Certainly makes sense. And we were wondering what metrics and biomarkers you're giving the most kind of prominence and importance, how you define success in the Phase 2b?
I think it's so it's going to be along the lines of what we've presented here. I think it's really going to be driven by obviously clinical response, but I think it's going to be important to continue to look at systemic exposure and just build the database showing that the systemic exposure is very limited and then put that in the context of IC50s, for example, and how that relates to potential pharmacological effect. And then obviously, we would look at all the other things that you'd expect us to look at with the JAK, like effect on hematological parameters, infective risk and all of those kinds of things. Looks like so far these infections that we're not having a problem with that, but I think those are the things we'll keep an eye on.
Okay, great. And just finally, will the future clinical trials involve any JAK inhibitor as a comparison drug? And when are you expecting to disclose the full Phase IIa data set?

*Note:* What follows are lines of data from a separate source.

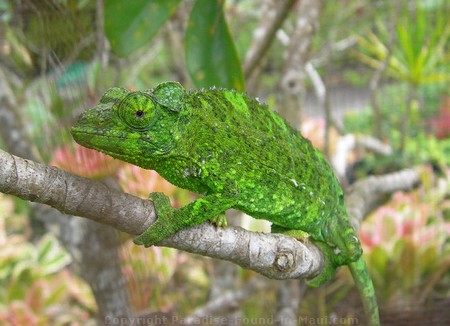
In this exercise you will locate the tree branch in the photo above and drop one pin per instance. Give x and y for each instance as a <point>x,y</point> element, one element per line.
<point>272,255</point>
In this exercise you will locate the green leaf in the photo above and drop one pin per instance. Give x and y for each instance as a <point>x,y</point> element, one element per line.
<point>211,55</point>
<point>131,24</point>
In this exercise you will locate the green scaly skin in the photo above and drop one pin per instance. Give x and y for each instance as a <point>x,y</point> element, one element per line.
<point>238,154</point>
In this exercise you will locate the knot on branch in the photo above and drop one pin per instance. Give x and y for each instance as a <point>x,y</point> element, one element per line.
<point>284,261</point>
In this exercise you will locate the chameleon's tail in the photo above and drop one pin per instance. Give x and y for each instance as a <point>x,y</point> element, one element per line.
<point>365,288</point>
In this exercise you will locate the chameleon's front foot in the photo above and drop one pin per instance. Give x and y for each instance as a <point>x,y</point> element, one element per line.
<point>163,227</point>
<point>329,268</point>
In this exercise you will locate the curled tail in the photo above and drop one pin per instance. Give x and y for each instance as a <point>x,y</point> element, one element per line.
<point>363,283</point>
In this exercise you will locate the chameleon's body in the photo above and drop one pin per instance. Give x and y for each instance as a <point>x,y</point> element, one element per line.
<point>237,153</point>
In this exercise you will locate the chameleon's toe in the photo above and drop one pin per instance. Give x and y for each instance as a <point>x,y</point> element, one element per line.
<point>329,268</point>
<point>219,220</point>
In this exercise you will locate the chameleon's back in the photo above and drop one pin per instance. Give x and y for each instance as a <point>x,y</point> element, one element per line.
<point>267,159</point>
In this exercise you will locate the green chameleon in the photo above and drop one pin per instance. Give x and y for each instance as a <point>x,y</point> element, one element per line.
<point>238,154</point>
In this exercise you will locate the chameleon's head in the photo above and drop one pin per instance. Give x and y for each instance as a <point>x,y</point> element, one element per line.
<point>133,126</point>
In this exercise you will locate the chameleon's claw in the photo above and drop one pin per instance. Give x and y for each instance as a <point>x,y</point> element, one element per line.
<point>161,229</point>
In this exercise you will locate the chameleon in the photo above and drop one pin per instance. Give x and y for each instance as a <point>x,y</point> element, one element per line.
<point>237,153</point>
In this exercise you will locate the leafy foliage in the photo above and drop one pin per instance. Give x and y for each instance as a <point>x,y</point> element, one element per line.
<point>139,21</point>
<point>211,56</point>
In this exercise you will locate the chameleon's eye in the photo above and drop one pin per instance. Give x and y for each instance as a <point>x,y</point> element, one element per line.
<point>112,94</point>
<point>138,110</point>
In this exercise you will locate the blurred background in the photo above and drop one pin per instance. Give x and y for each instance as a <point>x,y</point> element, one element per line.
<point>367,81</point>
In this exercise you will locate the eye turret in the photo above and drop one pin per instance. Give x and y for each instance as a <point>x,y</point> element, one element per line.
<point>138,110</point>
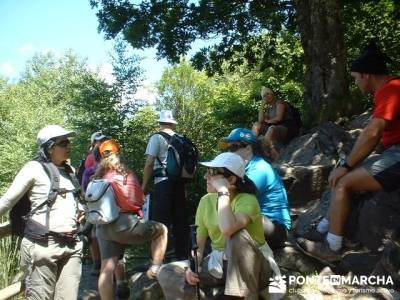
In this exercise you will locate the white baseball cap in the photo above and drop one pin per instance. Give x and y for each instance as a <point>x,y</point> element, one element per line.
<point>166,116</point>
<point>229,160</point>
<point>52,131</point>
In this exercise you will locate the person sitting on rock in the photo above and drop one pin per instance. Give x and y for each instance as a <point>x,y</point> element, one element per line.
<point>230,216</point>
<point>362,171</point>
<point>275,123</point>
<point>129,228</point>
<point>271,193</point>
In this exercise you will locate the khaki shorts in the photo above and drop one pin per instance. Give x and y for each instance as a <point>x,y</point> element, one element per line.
<point>128,229</point>
<point>385,168</point>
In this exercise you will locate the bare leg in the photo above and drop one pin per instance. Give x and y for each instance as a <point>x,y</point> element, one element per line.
<point>355,181</point>
<point>119,271</point>
<point>159,245</point>
<point>256,128</point>
<point>106,285</point>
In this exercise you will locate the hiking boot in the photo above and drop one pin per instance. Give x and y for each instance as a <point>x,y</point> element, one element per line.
<point>123,290</point>
<point>314,235</point>
<point>95,271</point>
<point>152,272</point>
<point>319,250</point>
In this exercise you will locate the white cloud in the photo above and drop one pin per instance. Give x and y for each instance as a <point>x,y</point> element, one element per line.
<point>7,69</point>
<point>26,49</point>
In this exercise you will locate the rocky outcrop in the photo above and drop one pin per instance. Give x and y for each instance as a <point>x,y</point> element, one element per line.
<point>306,162</point>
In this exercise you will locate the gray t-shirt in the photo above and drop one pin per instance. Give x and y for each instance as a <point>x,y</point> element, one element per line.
<point>158,147</point>
<point>33,178</point>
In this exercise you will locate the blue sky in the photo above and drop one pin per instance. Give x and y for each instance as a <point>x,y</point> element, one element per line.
<point>29,26</point>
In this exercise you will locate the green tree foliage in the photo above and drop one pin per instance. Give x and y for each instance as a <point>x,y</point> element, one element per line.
<point>371,20</point>
<point>172,26</point>
<point>61,91</point>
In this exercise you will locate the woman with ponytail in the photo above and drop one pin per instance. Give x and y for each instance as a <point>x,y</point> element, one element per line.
<point>129,228</point>
<point>230,216</point>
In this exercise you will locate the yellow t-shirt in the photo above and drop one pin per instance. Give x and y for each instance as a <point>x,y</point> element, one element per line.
<point>207,218</point>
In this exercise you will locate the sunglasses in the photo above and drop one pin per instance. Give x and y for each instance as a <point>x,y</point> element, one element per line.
<point>235,147</point>
<point>63,143</point>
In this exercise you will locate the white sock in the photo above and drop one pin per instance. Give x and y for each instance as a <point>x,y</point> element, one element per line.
<point>119,281</point>
<point>323,226</point>
<point>334,241</point>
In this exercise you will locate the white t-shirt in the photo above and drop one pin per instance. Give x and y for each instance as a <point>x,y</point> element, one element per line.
<point>158,147</point>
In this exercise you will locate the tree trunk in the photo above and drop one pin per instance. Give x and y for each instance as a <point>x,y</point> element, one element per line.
<point>327,91</point>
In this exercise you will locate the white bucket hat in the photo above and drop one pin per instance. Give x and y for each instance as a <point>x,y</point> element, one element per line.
<point>166,116</point>
<point>52,131</point>
<point>229,160</point>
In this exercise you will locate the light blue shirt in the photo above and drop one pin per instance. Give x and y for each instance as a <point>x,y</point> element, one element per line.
<point>271,193</point>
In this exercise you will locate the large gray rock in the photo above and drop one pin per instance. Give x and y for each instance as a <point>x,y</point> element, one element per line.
<point>306,162</point>
<point>143,288</point>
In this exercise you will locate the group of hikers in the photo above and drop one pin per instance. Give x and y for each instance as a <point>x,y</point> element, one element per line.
<point>245,214</point>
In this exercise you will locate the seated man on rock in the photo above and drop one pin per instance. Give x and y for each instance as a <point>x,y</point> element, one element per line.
<point>362,171</point>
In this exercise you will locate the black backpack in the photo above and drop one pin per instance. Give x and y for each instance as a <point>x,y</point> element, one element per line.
<point>182,156</point>
<point>296,116</point>
<point>22,212</point>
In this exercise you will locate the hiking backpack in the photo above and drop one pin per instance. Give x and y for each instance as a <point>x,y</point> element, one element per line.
<point>100,200</point>
<point>296,116</point>
<point>182,156</point>
<point>21,212</point>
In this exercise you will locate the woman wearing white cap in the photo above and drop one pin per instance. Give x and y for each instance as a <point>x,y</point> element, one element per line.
<point>230,216</point>
<point>50,251</point>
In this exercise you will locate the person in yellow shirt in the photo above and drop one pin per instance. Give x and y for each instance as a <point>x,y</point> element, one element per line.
<point>230,216</point>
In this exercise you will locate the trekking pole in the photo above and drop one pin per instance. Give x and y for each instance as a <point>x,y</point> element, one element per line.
<point>194,262</point>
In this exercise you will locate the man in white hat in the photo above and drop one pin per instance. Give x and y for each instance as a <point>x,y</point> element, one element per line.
<point>168,202</point>
<point>51,252</point>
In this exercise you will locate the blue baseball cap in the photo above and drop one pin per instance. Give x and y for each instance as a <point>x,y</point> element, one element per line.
<point>239,135</point>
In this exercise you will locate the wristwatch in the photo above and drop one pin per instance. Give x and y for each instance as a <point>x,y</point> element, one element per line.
<point>343,163</point>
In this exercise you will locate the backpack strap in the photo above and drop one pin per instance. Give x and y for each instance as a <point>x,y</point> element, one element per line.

So we'll be looking at a publication strategy just like we did with RA for in terms of adding additional data, which really isn't going to change story that we just presented. I don't think there's much utility to comparing ourselves to other topical JAKs. They all work reasonably well. And really, the value prop from my perspective is showing the efficacy but showing the PK that we just demonstrated. So I would rather invest capital in looking at combo therapy with perhaps biologics rather than just trying to compare and say, can I beat another topical jack by 1 or 2 points or vice versa?
Like to me, that doesn't I don't think that adds much.
Okay, great. And just if I can finally squeeze 1 in, if you can clarify the preclinical studies involving ATI-seventeen 77 to lay the groundwork for this trial?
Yes. So we've got the drug was pretty well tolerated in the preclinical space. I don't think we identified any true areas of concern. We did preclinical work systemically with the rat and topically with the mini pig. I think we ended up with in the rat, the Noel was something like it was I'm sorry, the Noel was about 5, 000 nanograms per and when we look at the concentration.
So you can put that in the context, but the nanograms per mil that we're seeing topically. And in the mini pig topically, it was pretty well tolerated as well. I think the upper dose that we tested ended up being the Noelle there too, and that's from 28 day talks.
That's very helpful color. Thanks so much and congrats again.
Thank
you. Thank you. There are no questions at this time. I would like to hand the conference back to Mr. Walker for any additional or closing remarks.
Thank you, operator. Really appreciate it. Thanks, everybody, for joining us on the call today, and we look forward to providing further updates as we move forward. Thank you.
Thank you for participating in today's conference call. You may now disconnect your lines at this time.